Setiap tahun, 4,8 juta anak lahir di Indonesia. Tingginya angka kelahiran ini menempatkan Indonesia pada urutan keempat—setelah Cina, India, dan Amerika Serikat—dengan populasi terbanyak, mencapai hampir 270 juta jiwa.
Akibat dari terganggunya layanan penyediaan kontrasepsi dan konsultasi Keluarga Berencana (KB) selama wabah COVID-19, Badan Kependudukan dan Keluarga Berencana Nasional (BKKBN) memperkirakan akan ada tambahan hingga 500.000 kelahiran baru pada awal 2021.

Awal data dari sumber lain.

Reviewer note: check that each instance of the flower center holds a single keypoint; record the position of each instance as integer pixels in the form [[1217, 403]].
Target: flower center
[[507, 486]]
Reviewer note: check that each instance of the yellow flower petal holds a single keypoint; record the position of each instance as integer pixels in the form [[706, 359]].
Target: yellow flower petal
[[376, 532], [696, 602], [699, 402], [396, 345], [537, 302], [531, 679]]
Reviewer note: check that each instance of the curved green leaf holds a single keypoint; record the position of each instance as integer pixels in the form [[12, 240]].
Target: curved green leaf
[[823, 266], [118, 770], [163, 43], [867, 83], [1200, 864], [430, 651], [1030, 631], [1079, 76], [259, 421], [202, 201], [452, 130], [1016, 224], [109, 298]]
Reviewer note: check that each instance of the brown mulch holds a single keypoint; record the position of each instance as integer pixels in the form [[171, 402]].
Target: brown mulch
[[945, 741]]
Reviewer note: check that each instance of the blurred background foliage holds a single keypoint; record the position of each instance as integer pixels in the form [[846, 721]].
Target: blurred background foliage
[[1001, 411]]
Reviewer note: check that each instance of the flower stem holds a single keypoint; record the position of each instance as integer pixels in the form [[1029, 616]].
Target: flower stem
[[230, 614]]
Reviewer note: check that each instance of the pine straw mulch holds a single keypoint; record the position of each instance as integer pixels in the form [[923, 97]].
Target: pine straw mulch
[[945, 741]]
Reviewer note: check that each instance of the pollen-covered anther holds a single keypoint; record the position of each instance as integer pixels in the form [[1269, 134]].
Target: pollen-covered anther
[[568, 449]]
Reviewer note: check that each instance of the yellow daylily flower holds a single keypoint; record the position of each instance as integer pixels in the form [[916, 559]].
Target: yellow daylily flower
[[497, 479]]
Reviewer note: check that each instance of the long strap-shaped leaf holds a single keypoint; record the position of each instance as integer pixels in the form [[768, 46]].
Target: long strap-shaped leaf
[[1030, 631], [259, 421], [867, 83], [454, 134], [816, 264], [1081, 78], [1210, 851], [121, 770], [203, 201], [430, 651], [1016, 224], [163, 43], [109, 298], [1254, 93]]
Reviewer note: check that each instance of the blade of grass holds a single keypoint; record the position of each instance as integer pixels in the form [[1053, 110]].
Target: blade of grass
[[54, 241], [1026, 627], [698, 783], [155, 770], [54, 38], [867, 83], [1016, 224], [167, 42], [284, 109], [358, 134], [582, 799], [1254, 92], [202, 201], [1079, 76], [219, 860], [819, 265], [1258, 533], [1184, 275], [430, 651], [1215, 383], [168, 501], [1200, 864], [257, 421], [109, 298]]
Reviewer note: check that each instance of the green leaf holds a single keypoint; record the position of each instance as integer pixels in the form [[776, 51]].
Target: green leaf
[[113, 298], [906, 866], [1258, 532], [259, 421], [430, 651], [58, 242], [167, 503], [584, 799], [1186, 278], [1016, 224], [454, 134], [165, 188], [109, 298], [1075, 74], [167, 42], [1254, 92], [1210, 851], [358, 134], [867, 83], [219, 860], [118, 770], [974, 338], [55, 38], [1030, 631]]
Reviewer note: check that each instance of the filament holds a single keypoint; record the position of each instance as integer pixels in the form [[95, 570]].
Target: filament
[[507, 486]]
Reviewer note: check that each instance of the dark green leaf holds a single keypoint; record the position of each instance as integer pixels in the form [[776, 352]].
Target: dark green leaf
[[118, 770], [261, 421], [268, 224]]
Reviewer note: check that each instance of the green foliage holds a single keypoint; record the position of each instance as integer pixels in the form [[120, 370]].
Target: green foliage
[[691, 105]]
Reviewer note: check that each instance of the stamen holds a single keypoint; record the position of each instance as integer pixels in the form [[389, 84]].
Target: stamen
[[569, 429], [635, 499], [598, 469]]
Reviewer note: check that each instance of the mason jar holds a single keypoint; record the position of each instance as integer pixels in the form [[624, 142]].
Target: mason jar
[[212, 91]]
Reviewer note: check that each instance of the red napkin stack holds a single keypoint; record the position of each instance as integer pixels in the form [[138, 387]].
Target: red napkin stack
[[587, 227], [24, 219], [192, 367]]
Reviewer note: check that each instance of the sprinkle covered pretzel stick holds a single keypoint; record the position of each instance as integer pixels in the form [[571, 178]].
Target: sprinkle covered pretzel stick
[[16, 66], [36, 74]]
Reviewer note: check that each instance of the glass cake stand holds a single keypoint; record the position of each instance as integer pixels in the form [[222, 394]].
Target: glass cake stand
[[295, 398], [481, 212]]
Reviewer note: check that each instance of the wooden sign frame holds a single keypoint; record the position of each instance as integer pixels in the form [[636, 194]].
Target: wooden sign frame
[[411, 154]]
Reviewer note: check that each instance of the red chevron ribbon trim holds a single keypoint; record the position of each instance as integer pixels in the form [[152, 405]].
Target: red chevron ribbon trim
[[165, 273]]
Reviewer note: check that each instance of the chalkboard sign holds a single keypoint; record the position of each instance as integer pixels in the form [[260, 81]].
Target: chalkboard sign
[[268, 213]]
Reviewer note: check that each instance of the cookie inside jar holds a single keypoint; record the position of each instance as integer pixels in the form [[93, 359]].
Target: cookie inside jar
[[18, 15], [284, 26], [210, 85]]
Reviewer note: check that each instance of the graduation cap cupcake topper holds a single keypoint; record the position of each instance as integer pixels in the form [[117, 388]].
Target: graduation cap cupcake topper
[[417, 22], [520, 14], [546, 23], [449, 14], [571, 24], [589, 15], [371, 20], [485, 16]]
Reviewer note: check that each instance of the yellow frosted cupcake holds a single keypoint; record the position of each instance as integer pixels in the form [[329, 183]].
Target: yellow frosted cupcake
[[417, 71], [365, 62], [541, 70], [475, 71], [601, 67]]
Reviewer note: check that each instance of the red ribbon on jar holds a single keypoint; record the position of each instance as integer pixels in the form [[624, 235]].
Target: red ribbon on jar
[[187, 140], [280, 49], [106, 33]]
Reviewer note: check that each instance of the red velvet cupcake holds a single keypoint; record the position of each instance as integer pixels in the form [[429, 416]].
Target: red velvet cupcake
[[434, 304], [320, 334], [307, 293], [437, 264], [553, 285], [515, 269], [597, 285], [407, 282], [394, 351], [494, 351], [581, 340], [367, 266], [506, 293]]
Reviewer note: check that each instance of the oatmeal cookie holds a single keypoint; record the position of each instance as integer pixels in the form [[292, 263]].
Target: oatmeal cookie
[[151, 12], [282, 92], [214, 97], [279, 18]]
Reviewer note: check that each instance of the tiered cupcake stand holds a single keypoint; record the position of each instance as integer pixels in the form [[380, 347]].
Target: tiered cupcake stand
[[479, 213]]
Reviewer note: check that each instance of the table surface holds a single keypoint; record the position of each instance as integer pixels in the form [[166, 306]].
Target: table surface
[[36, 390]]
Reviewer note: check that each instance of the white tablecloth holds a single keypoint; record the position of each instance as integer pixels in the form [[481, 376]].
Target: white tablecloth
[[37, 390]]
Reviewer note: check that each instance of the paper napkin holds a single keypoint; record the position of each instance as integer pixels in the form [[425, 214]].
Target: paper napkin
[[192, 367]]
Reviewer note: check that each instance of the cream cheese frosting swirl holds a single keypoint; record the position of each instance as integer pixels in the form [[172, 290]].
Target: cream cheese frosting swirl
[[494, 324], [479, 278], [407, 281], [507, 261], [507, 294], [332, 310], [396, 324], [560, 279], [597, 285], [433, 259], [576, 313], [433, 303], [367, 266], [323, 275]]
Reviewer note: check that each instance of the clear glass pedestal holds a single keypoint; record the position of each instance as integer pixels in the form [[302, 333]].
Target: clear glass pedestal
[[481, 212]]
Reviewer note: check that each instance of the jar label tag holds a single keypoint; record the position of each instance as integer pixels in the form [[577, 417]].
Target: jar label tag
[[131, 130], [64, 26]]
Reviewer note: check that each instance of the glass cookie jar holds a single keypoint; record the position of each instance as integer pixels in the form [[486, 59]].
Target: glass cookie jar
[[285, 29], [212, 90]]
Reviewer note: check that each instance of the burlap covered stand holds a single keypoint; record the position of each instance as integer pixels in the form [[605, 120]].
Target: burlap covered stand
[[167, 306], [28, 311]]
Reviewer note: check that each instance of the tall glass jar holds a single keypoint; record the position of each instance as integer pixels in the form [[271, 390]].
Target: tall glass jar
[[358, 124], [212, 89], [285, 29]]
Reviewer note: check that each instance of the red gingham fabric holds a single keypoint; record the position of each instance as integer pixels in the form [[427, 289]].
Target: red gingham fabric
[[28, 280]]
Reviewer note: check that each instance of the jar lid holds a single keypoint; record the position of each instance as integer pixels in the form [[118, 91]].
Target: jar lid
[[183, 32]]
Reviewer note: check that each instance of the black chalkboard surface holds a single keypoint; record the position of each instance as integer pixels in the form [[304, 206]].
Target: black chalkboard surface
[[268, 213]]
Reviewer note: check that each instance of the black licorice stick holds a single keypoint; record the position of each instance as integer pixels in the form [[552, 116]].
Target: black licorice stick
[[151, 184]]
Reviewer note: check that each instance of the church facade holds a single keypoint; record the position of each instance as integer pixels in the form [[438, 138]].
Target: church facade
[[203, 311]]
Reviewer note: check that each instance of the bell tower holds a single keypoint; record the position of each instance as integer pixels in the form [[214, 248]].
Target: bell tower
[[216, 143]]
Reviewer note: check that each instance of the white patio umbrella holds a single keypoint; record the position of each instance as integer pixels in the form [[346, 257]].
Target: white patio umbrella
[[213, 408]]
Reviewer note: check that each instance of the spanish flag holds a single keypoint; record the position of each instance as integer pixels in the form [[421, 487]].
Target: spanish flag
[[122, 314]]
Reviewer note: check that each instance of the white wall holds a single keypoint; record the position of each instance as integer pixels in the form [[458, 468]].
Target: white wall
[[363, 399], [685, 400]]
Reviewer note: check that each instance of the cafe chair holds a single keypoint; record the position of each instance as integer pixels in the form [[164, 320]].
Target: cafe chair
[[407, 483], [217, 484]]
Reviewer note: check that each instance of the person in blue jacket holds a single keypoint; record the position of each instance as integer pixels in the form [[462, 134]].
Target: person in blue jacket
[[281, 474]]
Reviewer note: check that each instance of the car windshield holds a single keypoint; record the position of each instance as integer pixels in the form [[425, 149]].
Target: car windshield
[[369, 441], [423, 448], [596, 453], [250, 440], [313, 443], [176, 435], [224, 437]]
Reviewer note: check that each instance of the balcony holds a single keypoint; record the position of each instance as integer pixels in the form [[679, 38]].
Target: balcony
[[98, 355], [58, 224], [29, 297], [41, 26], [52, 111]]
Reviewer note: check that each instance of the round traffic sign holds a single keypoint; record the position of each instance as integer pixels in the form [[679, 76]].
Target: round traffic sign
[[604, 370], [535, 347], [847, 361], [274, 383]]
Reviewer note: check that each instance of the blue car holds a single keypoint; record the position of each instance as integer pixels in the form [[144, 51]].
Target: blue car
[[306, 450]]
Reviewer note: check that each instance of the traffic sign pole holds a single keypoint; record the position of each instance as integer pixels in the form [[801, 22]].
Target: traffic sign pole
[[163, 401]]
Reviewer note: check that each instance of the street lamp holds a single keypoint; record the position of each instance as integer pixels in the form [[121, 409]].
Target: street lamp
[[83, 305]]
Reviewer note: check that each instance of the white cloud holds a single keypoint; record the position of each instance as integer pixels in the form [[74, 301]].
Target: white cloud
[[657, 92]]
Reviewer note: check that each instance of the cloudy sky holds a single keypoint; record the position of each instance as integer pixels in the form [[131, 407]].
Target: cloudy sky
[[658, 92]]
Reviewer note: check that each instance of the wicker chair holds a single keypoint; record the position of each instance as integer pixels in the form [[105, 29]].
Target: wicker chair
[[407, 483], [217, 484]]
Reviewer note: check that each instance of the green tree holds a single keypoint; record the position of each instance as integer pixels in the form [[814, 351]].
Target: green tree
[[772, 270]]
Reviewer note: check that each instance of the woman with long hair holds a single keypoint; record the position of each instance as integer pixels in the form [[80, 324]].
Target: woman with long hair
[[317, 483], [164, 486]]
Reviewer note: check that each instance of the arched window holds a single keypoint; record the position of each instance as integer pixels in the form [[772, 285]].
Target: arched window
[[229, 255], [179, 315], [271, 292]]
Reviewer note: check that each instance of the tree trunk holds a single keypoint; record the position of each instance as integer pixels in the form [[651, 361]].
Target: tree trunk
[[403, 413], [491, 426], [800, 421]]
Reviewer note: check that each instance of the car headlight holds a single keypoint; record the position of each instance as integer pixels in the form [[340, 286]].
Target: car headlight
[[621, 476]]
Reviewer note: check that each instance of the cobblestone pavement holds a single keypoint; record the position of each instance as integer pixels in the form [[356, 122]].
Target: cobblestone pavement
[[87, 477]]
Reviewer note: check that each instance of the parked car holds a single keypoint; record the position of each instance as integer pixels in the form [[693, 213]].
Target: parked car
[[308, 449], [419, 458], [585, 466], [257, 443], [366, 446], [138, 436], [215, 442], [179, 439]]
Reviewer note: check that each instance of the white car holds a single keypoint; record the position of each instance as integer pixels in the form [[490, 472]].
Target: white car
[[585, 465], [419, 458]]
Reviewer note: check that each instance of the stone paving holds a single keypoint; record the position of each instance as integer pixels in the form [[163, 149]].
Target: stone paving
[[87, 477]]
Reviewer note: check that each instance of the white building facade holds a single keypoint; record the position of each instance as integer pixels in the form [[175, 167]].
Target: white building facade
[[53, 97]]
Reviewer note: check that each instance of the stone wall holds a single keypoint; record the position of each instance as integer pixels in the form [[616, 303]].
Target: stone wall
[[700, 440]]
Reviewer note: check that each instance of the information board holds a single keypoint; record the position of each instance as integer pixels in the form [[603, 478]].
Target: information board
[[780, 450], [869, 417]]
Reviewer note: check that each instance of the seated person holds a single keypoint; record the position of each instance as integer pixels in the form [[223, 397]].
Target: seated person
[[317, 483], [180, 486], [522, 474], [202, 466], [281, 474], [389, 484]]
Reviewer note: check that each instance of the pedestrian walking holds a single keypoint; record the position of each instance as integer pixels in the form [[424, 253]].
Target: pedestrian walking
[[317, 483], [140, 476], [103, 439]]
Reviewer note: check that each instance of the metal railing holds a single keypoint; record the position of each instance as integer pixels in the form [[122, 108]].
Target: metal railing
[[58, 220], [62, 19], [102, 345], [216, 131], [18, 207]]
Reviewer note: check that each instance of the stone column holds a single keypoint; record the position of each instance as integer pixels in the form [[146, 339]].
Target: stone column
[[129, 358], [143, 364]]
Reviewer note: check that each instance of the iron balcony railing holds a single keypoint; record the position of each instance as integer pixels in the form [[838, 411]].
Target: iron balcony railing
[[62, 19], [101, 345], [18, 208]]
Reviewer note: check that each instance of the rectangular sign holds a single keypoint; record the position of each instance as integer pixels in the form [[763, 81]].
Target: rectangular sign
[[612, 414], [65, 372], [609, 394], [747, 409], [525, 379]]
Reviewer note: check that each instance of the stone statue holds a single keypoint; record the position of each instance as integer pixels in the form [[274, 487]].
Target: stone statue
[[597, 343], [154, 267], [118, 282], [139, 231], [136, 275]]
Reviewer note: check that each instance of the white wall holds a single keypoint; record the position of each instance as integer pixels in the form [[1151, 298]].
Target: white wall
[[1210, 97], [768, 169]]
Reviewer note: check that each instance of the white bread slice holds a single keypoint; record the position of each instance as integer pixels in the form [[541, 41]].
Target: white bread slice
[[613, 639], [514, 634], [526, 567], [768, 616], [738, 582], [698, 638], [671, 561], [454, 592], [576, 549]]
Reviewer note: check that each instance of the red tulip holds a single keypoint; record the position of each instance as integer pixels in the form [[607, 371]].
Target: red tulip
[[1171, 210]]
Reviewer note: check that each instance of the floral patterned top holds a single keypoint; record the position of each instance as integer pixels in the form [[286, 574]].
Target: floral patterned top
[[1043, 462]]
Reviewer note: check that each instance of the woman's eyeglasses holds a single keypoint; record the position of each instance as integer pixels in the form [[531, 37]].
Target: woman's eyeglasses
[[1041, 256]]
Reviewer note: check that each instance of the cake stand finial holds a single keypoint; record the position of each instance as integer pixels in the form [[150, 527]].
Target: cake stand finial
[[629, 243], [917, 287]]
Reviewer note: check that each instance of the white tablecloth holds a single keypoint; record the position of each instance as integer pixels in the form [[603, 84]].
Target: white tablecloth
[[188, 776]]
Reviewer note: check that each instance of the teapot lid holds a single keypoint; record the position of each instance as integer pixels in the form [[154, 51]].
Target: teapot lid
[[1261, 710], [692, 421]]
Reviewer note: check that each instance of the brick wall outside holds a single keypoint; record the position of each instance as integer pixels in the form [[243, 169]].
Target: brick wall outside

Sejak pelaksanaan program KB mulai 1970, Indonesia telah berhasil menurunkan angka kelahiran total dari 5,7 (1960) menjadi 2,45 anak per keluarga pada awal 2020. Namun, capaian ini belum maksimal karena masih di atas target pemerintah yaitu 2,1 anak per keluarga.
Salah satu penyebab tingginya kelahiran di Indonesia adalah rendahnya jumlah akseptor KB di kalangan laki-laki, hanya 4,4 persen. Bandingkan dengan cakupan perempuan usia subur yang telah menjadi akseptor KB, mencapai 61,9 persen.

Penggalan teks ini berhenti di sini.